Bevor die Abgeordneten den Weg zur Kathedrale in Angriff nehmen, ist die Regierung an der Reihe, angeführt von den beiden Vizepremierministern Etienne Schneider und Felix Braz. Es folgen ehemalige Minister, darunter Marie-Josée Jacobs, Fernand Boden und Henri Grethen.
10.30 Uhr: Wie es das Programm vorsieht, fahren die ersten Limousinen die ausländischen Trauergäste zur Kathedrale, zunächst die Mitglieder der nicht-regierenden Adelsfamilien, darunter Vertreter aus Griechenland, Rumänien und Bulgarien. Mittlerweile stehen wesentlich mehr Menschen entlang der Gitter, die den Weg absperren, den der Sarg mit der sterblichen Hülle von Großherzog Jean in Kürze nehmen wird.
250 Scouts der LGS und FNEL stehen Spalier
In der rue de la Reine stehen eine Ehrengarde von Armee und Pfadfindern Spalier. Rund 250 Mitglieder der „Lëtzebuerger Guiden a Scouten“ (LGS) und der „Fédération nationale des éclaireurs luxembourgeois“ (FNEL) haben sich eingefunden, um beim letzten Geleit des Chef-Scouts dabei zu sein.
Es hat aufgehört zu regnen. Es ist nach wie vor kalt, mit Temperaturen nur knapp über dem Gefrierpunkt.

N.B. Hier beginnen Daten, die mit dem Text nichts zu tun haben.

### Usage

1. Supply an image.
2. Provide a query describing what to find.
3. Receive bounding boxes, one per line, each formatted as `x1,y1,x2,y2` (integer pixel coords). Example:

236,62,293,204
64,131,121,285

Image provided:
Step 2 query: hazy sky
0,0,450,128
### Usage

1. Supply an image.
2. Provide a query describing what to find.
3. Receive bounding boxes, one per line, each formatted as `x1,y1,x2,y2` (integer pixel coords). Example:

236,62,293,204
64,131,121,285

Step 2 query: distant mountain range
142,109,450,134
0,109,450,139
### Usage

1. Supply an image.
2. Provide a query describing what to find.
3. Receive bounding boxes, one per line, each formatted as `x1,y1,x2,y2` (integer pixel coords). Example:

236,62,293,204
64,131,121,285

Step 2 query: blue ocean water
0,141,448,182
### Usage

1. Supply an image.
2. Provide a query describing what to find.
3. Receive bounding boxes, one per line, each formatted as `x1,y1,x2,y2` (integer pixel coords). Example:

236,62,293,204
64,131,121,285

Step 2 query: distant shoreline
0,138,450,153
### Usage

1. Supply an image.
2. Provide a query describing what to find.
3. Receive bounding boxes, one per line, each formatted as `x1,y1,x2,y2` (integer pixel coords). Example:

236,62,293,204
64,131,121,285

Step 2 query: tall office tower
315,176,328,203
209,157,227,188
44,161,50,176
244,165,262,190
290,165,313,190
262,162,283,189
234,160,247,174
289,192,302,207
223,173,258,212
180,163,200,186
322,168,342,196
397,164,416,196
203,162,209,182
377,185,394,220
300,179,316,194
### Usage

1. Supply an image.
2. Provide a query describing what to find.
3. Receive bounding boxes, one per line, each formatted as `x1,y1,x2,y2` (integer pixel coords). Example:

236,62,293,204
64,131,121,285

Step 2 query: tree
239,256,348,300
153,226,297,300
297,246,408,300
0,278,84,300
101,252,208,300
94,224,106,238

Vielleicht war das Wetter ja auch so, als Großherzog Jean am 5. Januar 1921 auf Schloss Berg das Licht der Welt erblickte.
Das Defilee der Limousinen setzt sich unterdessen fort. Der Hochadel ist zahlreich erschienen, unter anderem König Philippe und Königin Mathilde aus Belgien sind zu sehen. Auch König Albert II. und Königin Paola sowie Prinzessin Astrid und Prinz Laurent sind gekommen, um Großherzog Jean die letzte Ehre zu erweisen. Aus den Niederlanden ist die ehemalige Königin Beatrix angereist, aus Kopenhagen die dänische Königin Margrethe II., aus Norwegen König Harald V.
Auch König Carl XVI. Gustaf von Schweden hat den Weg nach Luxemburg auf sich genommen. Das spanische Königshaus ist mit dem ehemaligen König Juan Carlos und Königin Sofia vertreten, Monaco mit dem regierenden Fürsten Albert II.
Aus Buckingham Palace hat Prinzessin Anne, Tochter von Queen Elizabeth, die Reise ins Großherzogtum angetreten. Den wohl weitesten Weg hat Prinz Hassan aus Jordanien zurückgelegt. Mit dabei sind auch die ehemaligen Staatschefs aus Deutschland und Frankreich Joachim Gauck und Nicolas Sarkozy.
Haubitze ein Geschenk der Irish Guards
Kurz vor 11.00 Uhr ist das Defilee der Limousinen vorbei. Die Militärmusik hat sich in der rue de la Reine aufgestellt. Die auf halbmast stehenden Fahnen wehen im Wind. Stille. Nur Glockengeläut ertönt aus der Kathedrale. Daneben sind die Kommandos der Armeeoffiziere zu hören sowie das Geräusch der Stiefel der Soldaten. Auch die Pfadfinder nehmen Haltung an.
Es ist 11.11 Uhr, als der Sarg von Großherzog Jean, der auf einer Haubitze, einer Kanone, angebracht ist und von einem Humvee der luxemburgischen Armee gezogen wird, in die Kathedrale geleitet wird. Die Kanone stand noch bis vor kurzem im Militärmuseum in Diekirch. Sie ist ein Geschenk der Irish Guards, des ehemaligen Regiments von Großherzog Jean, und wurde am vergangenen Wochenende gesandstrahlt und lackiert.
Insgesamt 21 Kanonenschüsse ertönen im 10-Sekunden-Takt, als der Sarg das großherzogliche Palais verlässt. Er wird von Offizieren der Luxemburger Armee und der Police grand-ducale begleitet. Dahinter schreiten Großherzog Henri, Großherzogin Maria Teresa, die Prinzen Jean und Guillaume sowie deren Ehefrauen und die Prinzessinnen Marie-Astrid und Margaretha sowie deren Ehemänner. Das erbgroßherzogliche Paar und dessen Verwandte folgen, vor den nationalen Autoritäten wie Chamber-Präsident Fernand Etgen, Premier Xavier Bettel und Agnès Durdu, die Präsidentin des Staatsrates.
„Et ass en ergräifende Moment an der Geschicht vun onsem Land. Ech hunn et als wichteg ëmfonnt, haut hei ze sinn. Präsenz ass wichteg, och wann ech an der Stad wunnen“, sagt Georges Schmitz, der sich wie so viele andere an diesem 4. Mai 2019 eingefunden hat, um Abschied von Großherzog Jean zu nehmen.